文化祭です。真が周りの女の子やら女々さんやらと、思いっきり「せーしゅん」しております。その他にもオールスターキャラが勢揃い、新キャラまで出て来るという豪華仕様。それもでも全部、「エリオの為に用意されたもの」なんですけれど。
どこぞのみーまーのやっていた愛ゆえの奇行がしかし、こっちのシリーズにまで飛び火するとは……。まあ、あっちの事件の数年後らしいですからねこのシリーズ、不思議ではないですか。不思議なのはむしろこっちの今回の文化祭のその成り行き、ホントどこまでが"彼"の操作なのか意図したことなのか、それともこんなことを考えることがそもそも愚問なのか……?

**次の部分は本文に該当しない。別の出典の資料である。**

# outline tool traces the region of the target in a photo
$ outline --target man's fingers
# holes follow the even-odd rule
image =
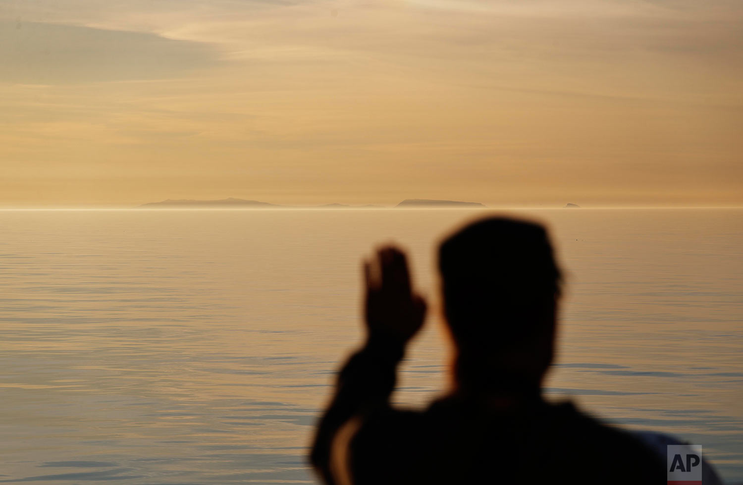
[[[379,250],[382,273],[382,287],[403,295],[410,294],[410,273],[405,253],[393,247]]]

ラストのエリオへの贈り物にはめっさ感動、"それ"を用意した2人の愛にも。今巻もまた父親役に奮闘する真も毎度ご苦労様です、でも"そこ"からの脱却も何気に暗示されたし苦労は報われたかな?
引力万歳、読み終わった後に素直にそう思えるこの読後感の何という爽快感か、青春感か。現実には悪意が溢れているけれど、それと同じくらいの善意も確かにあるのですよね−−見え難いことも多いですが。真がいつも出逢う、何とも説明し難い出来事みたいに。次巻も、とても待ち遠しいです。